You should see requests logged in Apache access log format. All requests are forwarded towards /v1/http/kubernetes/*. If your credentials are incorrect, you may see 401 status codes.

Overriding defaults

Our manifest is derived from a template which is populated at query time. You can override certain settings through the use of query parameters. For example, to instead install our agent to the kube-system namespace, you would override the namespace parameter:

$ kubectl apply -f https://api.observeinc.com/v1/kubernetes/manifest?namespace=kube-system

To override multiple parameters:

$ kubectl apply -f 'https://api.observeinc.com/v1/kubernetes/manifest?namespace=kube-system&multiline=true'

The following table documents accepted query parameters:

Parameter

Default

Description

version

0.0.2

Manifest version. You may want to specify this value explicitly to avoid breaking changes when applying updates.

namespace

observe

Namespace used for install. The manifest will create a new namespace only if its name starts with observe. All other values will be assumed to belong to an existing namespace.

collector

collect.observeinc.com

API endpoint to send data to

coordination

true

Enable use of lease locks. This must be disabled for Kubernetes versions older than 1.14.

prometheus

Port number for prometheus proxying. This feature is experimental and disabled by default. Please contact support for more information.

zipkin

Port number for zipkin proxying. This feature is experimental and disabled by default. Please contact support for more information.

startupProbe

false

Enable the use of a startupProbe that does end-to-end validation that data can be submitted to Observe before marking a proxy as ready. This is only supported in Kubernetes 1.16 onward.

proxyReplicas

1

Number of replicas in proxy deployment. If you hit resource limits, we recommend increasing the number of replicas.

multiline

false

Enable multiline log parsing. When set to true, log records beginning with a whitespace are coalesced with the previous message. This option is disabled by default as the heuristic used is susceptible to false positives.

otel

false

Include an OpenTelemetry agent container as part of the observe-agent daemonset. This option is disabled by default.

otelVersion

latest

Specify a version of the OpenTelemetry agent to use. The default is the most recent version.

Uninstalling

The cleanest way to remove our integration is to delete all resources included in the original installation manifest. You must include any query parameters you provided on install in order to delete the correct set of resources:

$ kubectl delete -f https://api.observeinc.com/v1/kubernetes/manifest

Manifest contents

Collection architecture

By default, the manifest creates an observe namespace, within which there are two main components:

  • the observe-proxy deployment and corresponding proxy service, through which all data egresses the cluster

  • the observe-agent daemonset, which is responsible for collecting data

All data collected by Observe goes through a proxy service, which maps to pods in the observe-proxy deployment. The proxy modifies all requests towards Observe with:

  • authentication data provided in the credentials secret

  • a clusterId tag to all observation data

This avoids the need for configuring credentials for every process wishing to post data to Observe, and ensures that rotating credentials can be achieved through a single deployment rollout. Any request sent to http://proxy.observe.svc.cluster.local will be forwarded towards https://collect.observeinc.com with the appropriate Authorization header and cluster ID.

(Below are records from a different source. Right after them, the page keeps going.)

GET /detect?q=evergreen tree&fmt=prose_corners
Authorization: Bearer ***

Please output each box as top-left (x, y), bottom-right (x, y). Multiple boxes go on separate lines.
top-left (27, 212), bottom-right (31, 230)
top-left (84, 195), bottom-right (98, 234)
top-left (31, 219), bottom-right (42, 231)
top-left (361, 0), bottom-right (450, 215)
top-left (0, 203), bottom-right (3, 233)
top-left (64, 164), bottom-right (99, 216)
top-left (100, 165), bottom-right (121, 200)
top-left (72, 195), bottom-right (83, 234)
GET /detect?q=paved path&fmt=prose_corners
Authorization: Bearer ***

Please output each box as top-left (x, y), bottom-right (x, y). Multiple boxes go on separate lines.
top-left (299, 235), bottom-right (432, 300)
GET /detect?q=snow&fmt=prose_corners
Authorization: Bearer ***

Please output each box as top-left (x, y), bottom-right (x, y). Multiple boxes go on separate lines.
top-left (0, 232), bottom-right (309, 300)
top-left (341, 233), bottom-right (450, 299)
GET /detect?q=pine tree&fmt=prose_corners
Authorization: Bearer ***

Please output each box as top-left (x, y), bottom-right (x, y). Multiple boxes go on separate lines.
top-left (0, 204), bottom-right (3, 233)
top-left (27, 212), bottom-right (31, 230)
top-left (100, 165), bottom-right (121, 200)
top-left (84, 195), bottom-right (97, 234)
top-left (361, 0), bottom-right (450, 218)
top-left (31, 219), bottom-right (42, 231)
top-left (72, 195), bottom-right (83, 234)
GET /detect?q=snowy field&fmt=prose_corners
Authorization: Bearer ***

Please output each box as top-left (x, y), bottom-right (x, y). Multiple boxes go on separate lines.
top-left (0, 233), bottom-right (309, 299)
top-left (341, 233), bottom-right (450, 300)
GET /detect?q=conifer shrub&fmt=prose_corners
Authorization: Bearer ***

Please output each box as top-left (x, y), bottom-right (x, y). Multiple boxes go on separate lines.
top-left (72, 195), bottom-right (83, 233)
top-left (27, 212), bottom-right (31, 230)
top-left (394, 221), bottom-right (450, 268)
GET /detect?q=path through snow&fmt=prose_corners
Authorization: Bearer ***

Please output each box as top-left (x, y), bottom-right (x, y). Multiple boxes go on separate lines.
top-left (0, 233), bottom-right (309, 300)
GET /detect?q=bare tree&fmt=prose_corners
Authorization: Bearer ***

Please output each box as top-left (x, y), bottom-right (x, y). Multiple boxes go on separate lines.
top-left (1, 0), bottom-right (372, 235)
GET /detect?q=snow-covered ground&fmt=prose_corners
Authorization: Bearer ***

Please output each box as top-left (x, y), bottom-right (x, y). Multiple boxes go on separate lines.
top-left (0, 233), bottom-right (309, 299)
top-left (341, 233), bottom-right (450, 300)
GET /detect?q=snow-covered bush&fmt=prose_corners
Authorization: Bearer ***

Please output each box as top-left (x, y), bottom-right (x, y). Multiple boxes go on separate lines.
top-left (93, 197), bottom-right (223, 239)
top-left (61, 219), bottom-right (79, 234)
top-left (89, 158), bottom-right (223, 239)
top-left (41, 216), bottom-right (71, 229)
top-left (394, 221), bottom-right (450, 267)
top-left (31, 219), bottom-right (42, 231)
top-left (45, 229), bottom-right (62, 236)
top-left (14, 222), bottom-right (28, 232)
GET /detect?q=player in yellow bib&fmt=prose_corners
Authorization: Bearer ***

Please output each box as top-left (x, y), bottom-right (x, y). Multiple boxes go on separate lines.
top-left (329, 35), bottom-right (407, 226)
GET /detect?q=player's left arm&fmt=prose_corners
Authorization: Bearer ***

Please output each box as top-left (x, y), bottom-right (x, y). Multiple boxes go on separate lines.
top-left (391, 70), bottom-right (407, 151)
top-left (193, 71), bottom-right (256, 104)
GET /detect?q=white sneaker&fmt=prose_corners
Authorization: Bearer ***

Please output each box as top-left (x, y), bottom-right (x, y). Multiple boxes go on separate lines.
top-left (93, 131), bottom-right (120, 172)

A final advantage of decoupling where data is collected from where data egresses the cluster is that more fine grained network policies can be applied. For example, we can restrict external network access within a cluster to a subset of nodes without affecting data collection.

The observe-agent daemonset ensures our collectors run on every node. It is responsible for collecting container logs, kubernetes state changes, and kubelet metrics.

Container log collection

Container logs are written to the /var/logs/containers on the host node’s filesystem. The observe-agent daemonset runs a fluentbit container, which is responsible for reading all files within this directory, and parsing out metadata from the log filename (podName, containerName, containerId, etc).

This stream of data is batched and shipped to the /v1/http/kubernetes/logs endpoint. As a result, container logs will show up in Observe with kind http and path /kubernetes/logs.

The fluentbit container is additionally configured to track the current state to a SQLite3 database mounted on the host node. This allows log processing to continue seamlessly across pod restarts, allowing any update to the observe-agent daemonset to be rolled out safely.

Kubernetes State Changes

The Kubernetes API allows watching for changes to any resource type. Our agent runs a kubelog container which subscribes to all resource changes, and emits them in JSON format. Rather than submit this data directly to the proxy, we instead write the data to the fluentbit container in the same pod. This allows us to reuse the same batching and retry logic we have in place for shipping container logs.

If every node were to run kubelog concurrently, we would get multiple copies of the same set of events. Instead, we ensure that only one kubelog is running at any given time through the use of a Kubernetes LeaseLock. This is more convenient than managing a separate deployment, since it reduces the number of moving parts in our manifest and maintains the abstraction of running a single agent per node.

The Lease type in the coordination.k8s.io API group was only promoted to v1 in Kubernetes 1.14. For legacy Kubernetes versions, please contact support.

Kubernetes API updates are streamed from fluentbit to Observe over the /v1/http/kubernetes/events HTTP endpoint. As a result, this data will appear in the Observation table with kind http and path /kubernetes/events.

Kubelet metrics

This collection method is experimental and disabled by default

The kubelet agent runs on every node, and exposes a set of metrics over an HTTPS endpoint. If metrics collection is enabled, the observe-agent pod will have an additional telegraf container. This container will periodically poll kubelet for metrics, and submit the data directly to the proxy under /v1/http/kubernetes/telegraf.

FAQ

What Kubernetes versions do you support?

Kubernetes maintains a concept of “supported versions”, which are the three most recent minor releases. For example, if the most recent release is 1.18, the supported Kubernetes versions are 1.18, 1.17 and 1.16:

Our support policy is as follows:

As of July 2020, the oldest release we officially support is 1.13. In order to do so, you will need to disable the use of lease locks (?coordination=false) when generating a manifest.

What container runtimes do you support?

The container runtime only affects log collection. Our current fluentbit configuration has been validated on both docker and containerd. Other runtimes or older versions may require minor configuration adjustments - please reach out to support for assistance.

Can collection be restricted to a specific namespace?

We do not currently support this. Collecting kubernetes state in particular requires accessing resources that are not namespaced, such as node and persistentvolume. We may be able to restrict log collection to specific namespaces - if you are interested in this feature please contact support.

How can I disable scheduling the agent on a specific node?

In order to provide full coverage of your cluster, the observe-agent daemonset is by design scheduled onto all nodes. If you wish to remove it from a subset of nodes, you can add a taint:

$ kubectl taint nodes ${NODENAME?} observeinc.com/unschedulable

This taint is only verified during scheduling. If an observe-agent pod is already running on the node, you will have to delete it manually:

$ kubectl delete pods -n observe -l name=observe-agent --field-selector=spec.nodeName=${NODENAME?}

Retry on failure

Fluent Bit retries on 5XX and 429 Too Many Requests errors. It will stop reading new log data when its buffer fills and resume when possible. kubelog memory usage will increase, however. In the event of extended failures, you may experience kubelog out of memory errors.

Fluent Bit does not retry on other 4XX errors.